III - Desequilíbrio na sentença
O desequilíbrio ocorrido nas fases de instrução, acabaram não sendo diferentes na sentença que buscou enfatizar a delação, não provada documentalmente em momento algum, do Empresário Leo Pinheiro da Construtora OAS. Infelizmente, esta sentença já estava clara desde o início porque a convicção do Magistrado independia de fase instrutória processual, eis que sempre atuou com convicção atípica para o papel que um Magistrado deve ter.
A sentença está repleta de contradições bastando citar o enorme peso dado à delação do Empresário acusador em detrimento das inúmeras testemunhas de defesa que sustentaram o contrário.
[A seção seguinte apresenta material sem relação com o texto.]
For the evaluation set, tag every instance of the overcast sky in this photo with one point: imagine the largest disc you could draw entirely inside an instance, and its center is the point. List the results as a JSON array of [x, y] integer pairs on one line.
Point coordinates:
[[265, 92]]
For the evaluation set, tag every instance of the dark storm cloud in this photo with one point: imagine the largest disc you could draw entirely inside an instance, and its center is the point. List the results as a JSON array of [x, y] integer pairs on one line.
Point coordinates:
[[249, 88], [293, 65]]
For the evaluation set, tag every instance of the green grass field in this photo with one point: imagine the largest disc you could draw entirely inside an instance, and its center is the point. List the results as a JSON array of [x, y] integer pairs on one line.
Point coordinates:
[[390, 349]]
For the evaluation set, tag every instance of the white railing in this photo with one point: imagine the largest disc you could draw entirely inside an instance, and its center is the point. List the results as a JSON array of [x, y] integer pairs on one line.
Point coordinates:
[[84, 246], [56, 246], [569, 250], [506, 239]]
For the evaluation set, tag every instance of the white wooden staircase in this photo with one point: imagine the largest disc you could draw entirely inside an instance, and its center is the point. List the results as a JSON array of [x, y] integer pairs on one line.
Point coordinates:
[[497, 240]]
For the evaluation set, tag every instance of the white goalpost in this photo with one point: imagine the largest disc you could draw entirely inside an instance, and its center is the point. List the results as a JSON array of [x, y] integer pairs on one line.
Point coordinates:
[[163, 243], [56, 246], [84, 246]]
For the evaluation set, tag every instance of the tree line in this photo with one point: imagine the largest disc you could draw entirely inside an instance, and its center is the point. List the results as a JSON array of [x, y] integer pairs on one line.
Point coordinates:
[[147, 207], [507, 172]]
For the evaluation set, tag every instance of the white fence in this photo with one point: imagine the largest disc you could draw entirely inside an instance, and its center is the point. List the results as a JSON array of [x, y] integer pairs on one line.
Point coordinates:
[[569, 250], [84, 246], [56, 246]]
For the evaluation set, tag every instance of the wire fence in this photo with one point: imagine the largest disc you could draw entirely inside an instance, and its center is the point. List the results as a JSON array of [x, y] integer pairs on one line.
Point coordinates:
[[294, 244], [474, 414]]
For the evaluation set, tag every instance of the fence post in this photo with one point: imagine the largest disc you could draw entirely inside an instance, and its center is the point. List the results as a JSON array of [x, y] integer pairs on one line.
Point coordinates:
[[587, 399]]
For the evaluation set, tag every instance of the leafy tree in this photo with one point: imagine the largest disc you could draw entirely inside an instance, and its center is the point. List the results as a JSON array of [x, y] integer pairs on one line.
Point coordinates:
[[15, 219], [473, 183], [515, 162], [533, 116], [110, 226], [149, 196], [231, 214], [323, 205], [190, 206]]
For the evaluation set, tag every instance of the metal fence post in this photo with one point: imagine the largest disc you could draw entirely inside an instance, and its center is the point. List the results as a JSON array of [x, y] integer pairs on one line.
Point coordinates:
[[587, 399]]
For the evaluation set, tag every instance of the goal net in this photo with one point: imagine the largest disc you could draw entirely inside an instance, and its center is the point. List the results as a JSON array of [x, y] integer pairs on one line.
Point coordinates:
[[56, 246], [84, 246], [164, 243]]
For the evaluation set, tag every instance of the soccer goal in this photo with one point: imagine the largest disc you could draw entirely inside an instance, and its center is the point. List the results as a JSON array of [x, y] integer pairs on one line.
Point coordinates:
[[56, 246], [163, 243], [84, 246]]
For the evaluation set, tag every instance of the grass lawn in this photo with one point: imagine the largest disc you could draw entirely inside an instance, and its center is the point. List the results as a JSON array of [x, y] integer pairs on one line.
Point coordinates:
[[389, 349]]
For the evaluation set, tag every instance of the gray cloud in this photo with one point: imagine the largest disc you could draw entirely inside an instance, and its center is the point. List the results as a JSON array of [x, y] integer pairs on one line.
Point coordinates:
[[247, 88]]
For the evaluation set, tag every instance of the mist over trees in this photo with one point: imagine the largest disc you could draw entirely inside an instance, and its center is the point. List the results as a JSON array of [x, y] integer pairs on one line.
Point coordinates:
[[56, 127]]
Se o depoimento do ex-Presidente praticamente não foi levado em consideração, merece desagravo o trabalho sistemático da defesa que, todo o tempo, contou com a pouca disposição do Magistrado em acolher seus fundamentos, seus pedidos e sua linha de atuação. O prazo de reclusão e de suspensão do exercício do cargo público é draconiana e, acima de tudo, demonstra o viés político, inclusive porque o Magistrado foi parte integrante de um sistemático e permanente apoio vindo da mídia com interesses claramente direcionados. Não pode ser por acaso que uma sentença com tantas páginas foi divulgada com tempo exíguo e, ao mesmo tempo, um dia após a aprovação da chamada Reforma Trabalhista, o que possibilitou o claro desvio de foco da mídia. É de se lamentar este tipo de postura e de posição clara em defesa de determinados grupos políticos e agremiações partidárias sendo oriunda de um membro da Magistratura, que deveria legitimamente assumir uma postura partidária e defender teses que acredita.
IV - Conclusão
Já existe uma pressão enorme sendo exercida pela mídia junto aos Desembargadores da 4ª Região para julgarem e condenarem Luiz Inácio Lula da Silva, para que ele não possa participar da eleição presidencial de 2018. Se é de se lamentar o desvirtuamento total do importante papel que a opinião pública e a mídia devem ter no Estado Democrático de Direito, o que não considerar o papel partidário, político e desigual de um representante do Poder Judiciário Federal do Brasil. A jovem democracia brasileira de 2016, data do golpe, até os dias atuais retrocedeu décadas em virtude do que aconteceu no plano político, em particular, um Partido derrotado quatro vezes mas inconformado com o resultado das urnas, uma mobilização golpista fora e dentro do governo e o envolvimento de setores da sociedade civil preocupados com a desestabilização da então Presidente Dilma Rousseff. Finalmente, espera-se que o Tribunal Regional Federal da 4ª Região e, eventualmente, os Tribunais Superiores façam análise técnica e totalmente vinculada aos fundamentos da acusação e da defesa, suprimindo o viés político e partidário que parece ter embasado a sentença de condenação do ex-Presidente Lula, respeitando os Princípios Constitucionais e os valores éticos e principiológicos do Estado Democrático de Direito.469
469 Referências bibliográficas BONAVIDES, Paulo - Curso de Direito Constitucional, Editora Malheiros, 6ª Edição. CONSTITUIÇÃO DA REPÚBLICA FEDERATIVA DO BRASIL: promulgada em 05 de outubro de 1988 / Coleção Saraiva de Legislação - 49ª edição, São Paulo, Editora Saraiva, 2014. MOREIRA NETO, Diogo de Figueiredo - “Direito da Participação Política: legislativa, administrativa, judicial: (fundamentos e técnicas constitucionais da legitimidade)“– Rio de Janeiro, Editora Renovar.